Intro
The purpose of this exercise is to see how you approach a problem, and how you solve it. We’re interested to see how you structure your Ruby code, your command of the language and good design and testing principles, bear this in mind throughout.
HINT: Start with a method that accepts a single string argument and returns a string (or a collection) which represents the ordered sequence of jobs (since each job is a single character).
HINT: Brownie points will be given for showing us your working (notes, commit history, some kind of idea how you approached the problem).
HINT: We’re pretty keen on tested code.
Have Fun.
The Challenge
Imagine we have a list of jobs, each represented by a character. Because certain jobs must be done before others, a job may have a dependency on another job. For example, a may depend on b, meaning the final sequence of jobs should place b before a.
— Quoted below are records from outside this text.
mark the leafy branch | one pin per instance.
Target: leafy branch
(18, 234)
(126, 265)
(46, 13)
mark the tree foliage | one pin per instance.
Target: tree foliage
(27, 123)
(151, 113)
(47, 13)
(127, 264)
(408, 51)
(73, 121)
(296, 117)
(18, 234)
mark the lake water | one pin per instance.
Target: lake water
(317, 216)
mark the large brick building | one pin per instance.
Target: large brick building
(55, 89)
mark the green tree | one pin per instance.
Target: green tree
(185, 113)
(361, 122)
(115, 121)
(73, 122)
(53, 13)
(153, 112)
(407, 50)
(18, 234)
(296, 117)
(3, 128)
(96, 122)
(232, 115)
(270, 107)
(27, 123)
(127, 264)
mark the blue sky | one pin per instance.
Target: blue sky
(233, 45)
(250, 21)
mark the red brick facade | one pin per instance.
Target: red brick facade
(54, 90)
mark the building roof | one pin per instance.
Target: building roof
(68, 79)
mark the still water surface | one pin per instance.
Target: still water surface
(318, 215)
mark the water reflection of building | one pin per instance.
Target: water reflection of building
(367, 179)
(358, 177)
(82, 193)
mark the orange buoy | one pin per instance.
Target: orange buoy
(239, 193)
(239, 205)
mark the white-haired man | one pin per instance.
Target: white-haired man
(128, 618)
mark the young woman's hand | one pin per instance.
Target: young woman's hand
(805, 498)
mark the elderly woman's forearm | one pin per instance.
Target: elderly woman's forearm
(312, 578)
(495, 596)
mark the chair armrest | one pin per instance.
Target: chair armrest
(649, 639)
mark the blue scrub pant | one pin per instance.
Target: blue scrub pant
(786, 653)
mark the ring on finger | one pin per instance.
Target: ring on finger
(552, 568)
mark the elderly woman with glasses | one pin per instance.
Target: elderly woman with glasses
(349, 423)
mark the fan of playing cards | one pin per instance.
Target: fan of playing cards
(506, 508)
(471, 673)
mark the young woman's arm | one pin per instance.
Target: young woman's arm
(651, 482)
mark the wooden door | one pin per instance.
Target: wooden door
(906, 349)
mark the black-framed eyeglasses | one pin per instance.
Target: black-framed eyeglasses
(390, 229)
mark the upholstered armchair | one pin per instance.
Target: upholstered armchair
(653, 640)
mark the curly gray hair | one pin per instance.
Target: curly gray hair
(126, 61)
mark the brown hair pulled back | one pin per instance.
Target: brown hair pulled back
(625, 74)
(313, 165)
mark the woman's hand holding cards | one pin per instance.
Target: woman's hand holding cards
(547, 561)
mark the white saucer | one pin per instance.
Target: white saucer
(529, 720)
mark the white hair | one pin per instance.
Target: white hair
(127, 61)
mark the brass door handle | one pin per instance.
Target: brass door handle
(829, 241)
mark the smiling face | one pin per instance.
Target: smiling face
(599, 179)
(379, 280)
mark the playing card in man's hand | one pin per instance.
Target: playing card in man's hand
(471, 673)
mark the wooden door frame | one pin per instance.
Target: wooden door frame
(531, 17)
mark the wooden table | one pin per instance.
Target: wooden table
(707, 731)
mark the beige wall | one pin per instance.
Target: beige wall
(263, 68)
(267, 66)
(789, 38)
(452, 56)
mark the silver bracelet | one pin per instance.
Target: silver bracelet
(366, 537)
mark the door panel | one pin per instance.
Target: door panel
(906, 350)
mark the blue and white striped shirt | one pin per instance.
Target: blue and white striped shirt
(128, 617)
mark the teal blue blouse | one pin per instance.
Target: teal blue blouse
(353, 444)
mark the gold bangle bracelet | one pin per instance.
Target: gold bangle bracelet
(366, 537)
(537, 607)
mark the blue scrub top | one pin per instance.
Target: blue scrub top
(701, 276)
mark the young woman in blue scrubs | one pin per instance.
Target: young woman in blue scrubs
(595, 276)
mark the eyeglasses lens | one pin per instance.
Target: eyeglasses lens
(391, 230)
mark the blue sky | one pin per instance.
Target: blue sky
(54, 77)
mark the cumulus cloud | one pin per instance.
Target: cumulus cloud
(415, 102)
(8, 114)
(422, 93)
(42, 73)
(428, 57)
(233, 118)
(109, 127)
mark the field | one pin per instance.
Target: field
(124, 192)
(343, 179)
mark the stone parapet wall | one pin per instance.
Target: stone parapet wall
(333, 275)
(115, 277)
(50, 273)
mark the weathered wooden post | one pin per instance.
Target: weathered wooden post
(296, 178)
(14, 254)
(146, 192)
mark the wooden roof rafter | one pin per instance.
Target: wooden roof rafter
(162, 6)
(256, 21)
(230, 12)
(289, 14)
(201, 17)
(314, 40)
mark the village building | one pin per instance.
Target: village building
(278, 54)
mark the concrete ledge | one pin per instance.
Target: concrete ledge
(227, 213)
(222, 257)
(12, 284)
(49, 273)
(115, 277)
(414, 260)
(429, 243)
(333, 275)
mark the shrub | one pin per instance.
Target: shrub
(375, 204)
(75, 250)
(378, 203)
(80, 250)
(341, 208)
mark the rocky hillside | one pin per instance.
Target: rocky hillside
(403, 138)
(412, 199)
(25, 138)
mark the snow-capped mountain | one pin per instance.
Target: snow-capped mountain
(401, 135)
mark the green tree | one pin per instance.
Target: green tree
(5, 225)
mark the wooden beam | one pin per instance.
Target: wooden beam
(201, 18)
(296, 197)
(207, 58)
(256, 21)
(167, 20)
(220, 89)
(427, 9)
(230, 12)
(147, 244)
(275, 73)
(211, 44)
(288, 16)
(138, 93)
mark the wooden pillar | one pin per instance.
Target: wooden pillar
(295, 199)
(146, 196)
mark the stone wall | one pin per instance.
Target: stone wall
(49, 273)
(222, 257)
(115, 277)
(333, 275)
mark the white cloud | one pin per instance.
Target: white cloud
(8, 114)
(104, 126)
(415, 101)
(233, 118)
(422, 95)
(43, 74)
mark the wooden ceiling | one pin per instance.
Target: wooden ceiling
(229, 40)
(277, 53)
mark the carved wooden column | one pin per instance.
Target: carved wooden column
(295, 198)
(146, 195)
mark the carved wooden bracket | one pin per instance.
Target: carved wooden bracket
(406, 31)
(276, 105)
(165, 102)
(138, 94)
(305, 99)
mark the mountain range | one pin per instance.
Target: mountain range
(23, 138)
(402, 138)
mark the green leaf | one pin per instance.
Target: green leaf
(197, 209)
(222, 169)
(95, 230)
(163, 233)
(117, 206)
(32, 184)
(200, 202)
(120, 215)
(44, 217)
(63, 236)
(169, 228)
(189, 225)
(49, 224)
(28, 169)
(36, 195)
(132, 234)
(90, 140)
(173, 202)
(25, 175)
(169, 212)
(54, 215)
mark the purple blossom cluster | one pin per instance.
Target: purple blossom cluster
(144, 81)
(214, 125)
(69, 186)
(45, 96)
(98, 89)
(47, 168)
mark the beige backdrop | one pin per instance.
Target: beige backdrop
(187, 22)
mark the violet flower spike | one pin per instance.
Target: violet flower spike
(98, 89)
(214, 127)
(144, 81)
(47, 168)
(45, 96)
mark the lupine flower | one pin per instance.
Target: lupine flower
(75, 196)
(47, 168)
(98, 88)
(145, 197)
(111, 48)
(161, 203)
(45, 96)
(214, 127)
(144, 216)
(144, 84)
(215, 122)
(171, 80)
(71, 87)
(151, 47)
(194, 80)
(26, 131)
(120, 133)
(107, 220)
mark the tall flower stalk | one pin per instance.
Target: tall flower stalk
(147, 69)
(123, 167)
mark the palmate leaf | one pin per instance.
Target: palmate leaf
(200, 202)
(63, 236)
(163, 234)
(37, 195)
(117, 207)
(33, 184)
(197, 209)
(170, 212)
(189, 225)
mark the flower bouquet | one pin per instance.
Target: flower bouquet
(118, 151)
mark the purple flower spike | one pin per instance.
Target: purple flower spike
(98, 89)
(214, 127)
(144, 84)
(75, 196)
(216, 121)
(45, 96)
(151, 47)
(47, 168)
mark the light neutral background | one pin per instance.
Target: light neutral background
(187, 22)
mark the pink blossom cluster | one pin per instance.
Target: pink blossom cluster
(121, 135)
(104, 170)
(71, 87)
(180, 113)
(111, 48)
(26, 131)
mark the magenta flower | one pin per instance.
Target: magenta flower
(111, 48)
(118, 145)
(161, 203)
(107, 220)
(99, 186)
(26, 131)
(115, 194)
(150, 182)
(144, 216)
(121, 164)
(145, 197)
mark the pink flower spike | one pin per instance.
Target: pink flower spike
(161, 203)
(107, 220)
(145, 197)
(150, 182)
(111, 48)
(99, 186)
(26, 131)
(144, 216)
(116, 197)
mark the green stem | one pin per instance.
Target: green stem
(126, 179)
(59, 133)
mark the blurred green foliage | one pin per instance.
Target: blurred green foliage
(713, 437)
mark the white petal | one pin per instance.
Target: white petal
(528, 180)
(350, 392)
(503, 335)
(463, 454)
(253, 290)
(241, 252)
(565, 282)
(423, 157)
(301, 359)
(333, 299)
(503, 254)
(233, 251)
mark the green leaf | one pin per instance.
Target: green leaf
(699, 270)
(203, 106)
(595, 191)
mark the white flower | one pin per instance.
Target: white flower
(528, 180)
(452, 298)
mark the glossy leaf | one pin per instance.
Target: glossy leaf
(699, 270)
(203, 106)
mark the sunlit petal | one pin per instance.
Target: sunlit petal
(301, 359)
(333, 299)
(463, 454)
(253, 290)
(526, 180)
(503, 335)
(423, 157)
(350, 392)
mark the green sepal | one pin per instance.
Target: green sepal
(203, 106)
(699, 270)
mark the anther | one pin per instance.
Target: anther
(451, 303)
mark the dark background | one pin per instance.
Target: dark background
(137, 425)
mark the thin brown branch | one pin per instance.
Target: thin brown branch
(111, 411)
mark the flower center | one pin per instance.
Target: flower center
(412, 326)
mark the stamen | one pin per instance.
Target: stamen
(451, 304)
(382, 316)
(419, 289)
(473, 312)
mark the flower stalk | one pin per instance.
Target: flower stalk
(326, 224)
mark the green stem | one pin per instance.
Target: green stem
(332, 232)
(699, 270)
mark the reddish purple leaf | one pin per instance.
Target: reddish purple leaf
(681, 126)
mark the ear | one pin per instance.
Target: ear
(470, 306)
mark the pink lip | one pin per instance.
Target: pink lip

If a has no dependency, the position of a in the final sequence does not matter.
- Given you’re passed an empty string (no jobs), the result should be an empty sequence.
- Given the following job structure:
a =>
The result should be a sequence consisting of a single job a.
- Given the following job structure:
a =>
b =>
c =>
The result should be a sequence containing all three jobs abc in no significant order.
- Given the following job structure:
a =>
b => c
c =>
The result should be a sequence that positions c before b, containing all three jobs abc.
- Given the following job structure:
a =>
b => c
c => f
d => a
e => b
f =>
The result should be a sequence that positions f before c, c before b, b before e and a before d containing all six jobs abcdef.
- Given the following job structure:
a =>
b =>
c => c
The result should be an error stating that jobs can’t depend on themselves.
- Given the following job structure:
a =>
b => c
c => f
d => a
e =>
f => b
The result should be an error stating that jobs can’t have circular dependencies.